•  Gurobi Staff

Hi Zohar,

If your matrix is totally unimodular you should be able to relax integrality restrictions (binary variables are just continuous between 0 and 1) and still have an integer solution.

Cheers,
David

• Interesting. I quoted this in the math link.

I did a preliminary check, relaxing the binary vars to real in [0,1], and rounding the solution. For 20 iterations (I'm solving this problem repeatedly), the constraints held, but then they failed. I haven't looked into it yet (or checked for unimodularity).

However, the time it took to solve the relaxed problem was the same as the binary one. I suspected that I might have an easy, special case here since it found an optimal solution (to the binary problem) so quickly (under a second for a moderate size problem).

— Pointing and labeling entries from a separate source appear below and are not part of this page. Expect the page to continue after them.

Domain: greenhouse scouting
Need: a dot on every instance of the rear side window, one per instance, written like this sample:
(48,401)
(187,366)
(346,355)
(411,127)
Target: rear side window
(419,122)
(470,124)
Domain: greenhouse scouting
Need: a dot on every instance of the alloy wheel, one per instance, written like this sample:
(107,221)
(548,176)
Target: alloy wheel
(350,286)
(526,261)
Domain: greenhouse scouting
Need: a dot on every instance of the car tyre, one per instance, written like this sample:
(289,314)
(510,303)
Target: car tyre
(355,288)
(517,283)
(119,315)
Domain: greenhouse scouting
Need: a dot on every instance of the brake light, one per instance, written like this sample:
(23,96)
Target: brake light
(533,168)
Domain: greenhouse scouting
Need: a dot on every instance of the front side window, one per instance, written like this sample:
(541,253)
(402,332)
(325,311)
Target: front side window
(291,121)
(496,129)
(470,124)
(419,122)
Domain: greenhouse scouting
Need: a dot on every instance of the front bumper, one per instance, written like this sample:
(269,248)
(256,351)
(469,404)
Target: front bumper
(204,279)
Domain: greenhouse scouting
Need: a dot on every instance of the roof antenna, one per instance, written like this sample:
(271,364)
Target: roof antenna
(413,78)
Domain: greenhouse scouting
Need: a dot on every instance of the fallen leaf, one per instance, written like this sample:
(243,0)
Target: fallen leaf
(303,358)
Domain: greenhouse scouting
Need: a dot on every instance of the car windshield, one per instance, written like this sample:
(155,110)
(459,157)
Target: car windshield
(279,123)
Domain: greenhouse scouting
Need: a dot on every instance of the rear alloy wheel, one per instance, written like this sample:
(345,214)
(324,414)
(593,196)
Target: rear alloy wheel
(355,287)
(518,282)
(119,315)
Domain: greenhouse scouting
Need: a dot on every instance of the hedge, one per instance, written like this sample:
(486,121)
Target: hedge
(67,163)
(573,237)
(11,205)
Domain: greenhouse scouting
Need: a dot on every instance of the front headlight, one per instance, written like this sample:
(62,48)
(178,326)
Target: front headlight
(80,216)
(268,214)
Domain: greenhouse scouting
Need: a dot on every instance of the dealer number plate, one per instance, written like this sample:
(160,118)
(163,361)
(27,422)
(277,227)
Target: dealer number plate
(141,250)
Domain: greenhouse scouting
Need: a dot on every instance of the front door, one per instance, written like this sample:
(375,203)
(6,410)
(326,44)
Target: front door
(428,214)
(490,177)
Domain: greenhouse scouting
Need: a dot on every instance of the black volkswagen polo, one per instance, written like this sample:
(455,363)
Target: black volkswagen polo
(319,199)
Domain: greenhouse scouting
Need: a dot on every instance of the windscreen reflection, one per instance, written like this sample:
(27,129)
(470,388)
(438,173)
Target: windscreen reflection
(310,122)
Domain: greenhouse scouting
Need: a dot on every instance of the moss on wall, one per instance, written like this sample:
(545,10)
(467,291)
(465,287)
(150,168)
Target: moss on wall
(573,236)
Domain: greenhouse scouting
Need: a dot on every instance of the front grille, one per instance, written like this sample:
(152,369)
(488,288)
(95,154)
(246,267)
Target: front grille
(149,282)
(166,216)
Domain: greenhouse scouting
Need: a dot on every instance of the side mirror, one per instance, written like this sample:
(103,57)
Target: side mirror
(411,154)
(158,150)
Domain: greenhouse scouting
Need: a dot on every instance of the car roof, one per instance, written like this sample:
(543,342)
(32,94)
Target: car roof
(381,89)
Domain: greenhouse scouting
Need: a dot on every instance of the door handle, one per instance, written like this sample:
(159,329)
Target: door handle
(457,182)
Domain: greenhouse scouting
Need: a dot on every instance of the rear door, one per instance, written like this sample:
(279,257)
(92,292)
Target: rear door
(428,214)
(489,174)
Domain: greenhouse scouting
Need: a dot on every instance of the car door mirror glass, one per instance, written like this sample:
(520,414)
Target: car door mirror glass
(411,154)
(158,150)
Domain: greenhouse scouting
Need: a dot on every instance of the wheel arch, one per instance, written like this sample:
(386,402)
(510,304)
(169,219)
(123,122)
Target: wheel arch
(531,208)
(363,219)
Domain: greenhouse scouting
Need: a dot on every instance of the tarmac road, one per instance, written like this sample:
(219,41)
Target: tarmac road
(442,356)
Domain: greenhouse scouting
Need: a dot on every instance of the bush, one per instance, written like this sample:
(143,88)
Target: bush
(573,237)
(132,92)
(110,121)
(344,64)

I noticed that it "Found heuristic solution," which is returned as optimal. How can I find details on this heuristic?

•  Gurobi Staff

I did a preliminary check, relaxing the binary vars to real in [0,1], and rounding the solution. For 20 iterations (I'm solving this problem repeatedly), the constraints held, but then they failed. I haven't looked into it yet (or checked for unimodularity).

You need to ensure that indeed the matrix is totally unimodular after every iteration (not sure whether the changes you are making will affect this) to use this approach.

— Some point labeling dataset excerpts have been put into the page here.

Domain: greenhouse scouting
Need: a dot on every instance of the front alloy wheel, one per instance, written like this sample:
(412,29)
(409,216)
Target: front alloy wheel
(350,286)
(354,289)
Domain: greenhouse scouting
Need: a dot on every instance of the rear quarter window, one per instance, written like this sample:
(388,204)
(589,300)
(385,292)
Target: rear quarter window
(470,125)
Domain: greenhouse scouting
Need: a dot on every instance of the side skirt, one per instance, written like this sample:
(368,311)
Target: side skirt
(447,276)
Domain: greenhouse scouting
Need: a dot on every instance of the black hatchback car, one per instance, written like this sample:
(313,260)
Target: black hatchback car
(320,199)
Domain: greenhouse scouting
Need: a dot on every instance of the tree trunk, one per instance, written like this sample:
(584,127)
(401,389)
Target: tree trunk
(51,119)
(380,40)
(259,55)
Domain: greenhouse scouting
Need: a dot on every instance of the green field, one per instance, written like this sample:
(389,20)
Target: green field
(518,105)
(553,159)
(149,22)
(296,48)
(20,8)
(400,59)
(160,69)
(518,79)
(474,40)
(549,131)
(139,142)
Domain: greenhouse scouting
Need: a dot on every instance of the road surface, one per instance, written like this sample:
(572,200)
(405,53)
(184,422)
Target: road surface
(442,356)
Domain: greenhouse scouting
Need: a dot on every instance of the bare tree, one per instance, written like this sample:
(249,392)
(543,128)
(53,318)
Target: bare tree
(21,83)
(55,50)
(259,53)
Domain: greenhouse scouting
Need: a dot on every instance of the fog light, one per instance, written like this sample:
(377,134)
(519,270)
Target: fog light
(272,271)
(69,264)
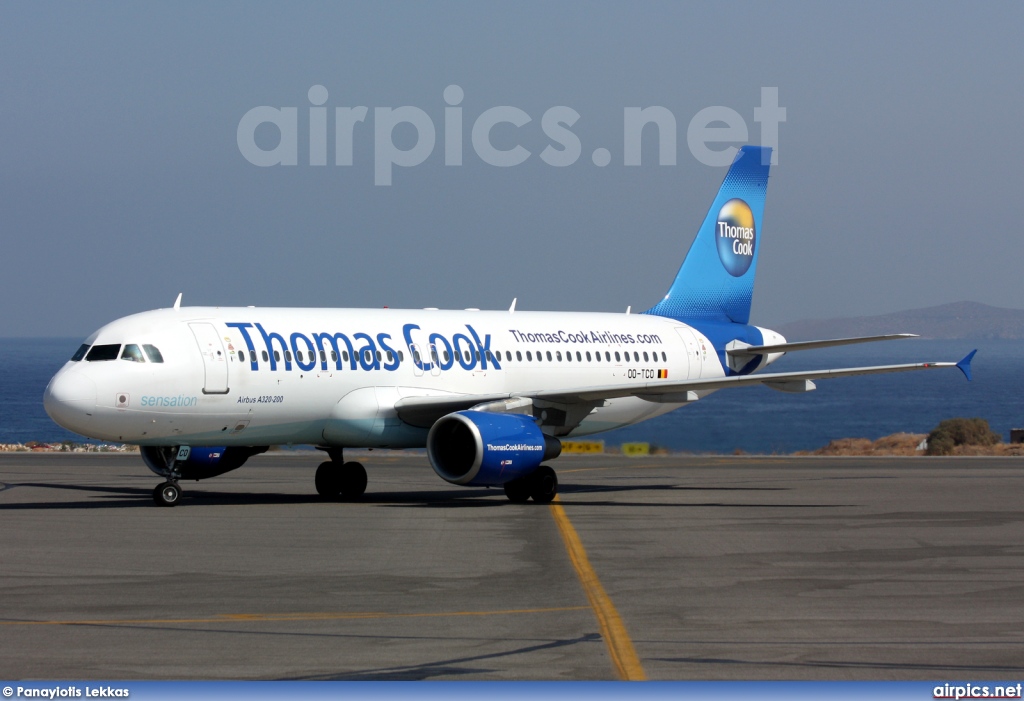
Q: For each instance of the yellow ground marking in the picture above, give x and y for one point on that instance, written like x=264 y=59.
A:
x=624 y=656
x=274 y=617
x=716 y=462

However, the time it took to solve the relaxed problem was the same as the binary one. I suspected that I might have an easy, special case here since it found an optimal solution (to the binary problem) so quickly (under a second for a moderate size problem).

Of course, this can be the case for small problems, you will see a benefit for larger cases.
You could try solving the problem normally with binary variables for now and revisit this if it becomes a performance issue. Gurobi will make some deductions.

I noticed that it "Found heuristic solution," which is returned as optimal. How can I find details on this heuristic?

This only happens for easy + small models. Gurobi uses several heuristics and one cannot find out which one produced this solution.
Not sure how useful this would be but you can try playing around with the heuristic-related parameters (e.g. set Heuristics to 0).

Cheers,
David

• Unimodularity: of course, I just haven't got to it yet.

What I meant was since the problem is solved so quickly, then perhaps there's a special case here, where I can achieve a faster solution using a specific method. One thing that you suggested was unimodularity. In my other thread, I suggest other things such as Smith normal form. I assume you don't deal with those, but only with unimodularity.

I set heuristics=0, and it didn't affect the run time. So it isn't something special that you do, but the usual branch and bound is effective enough.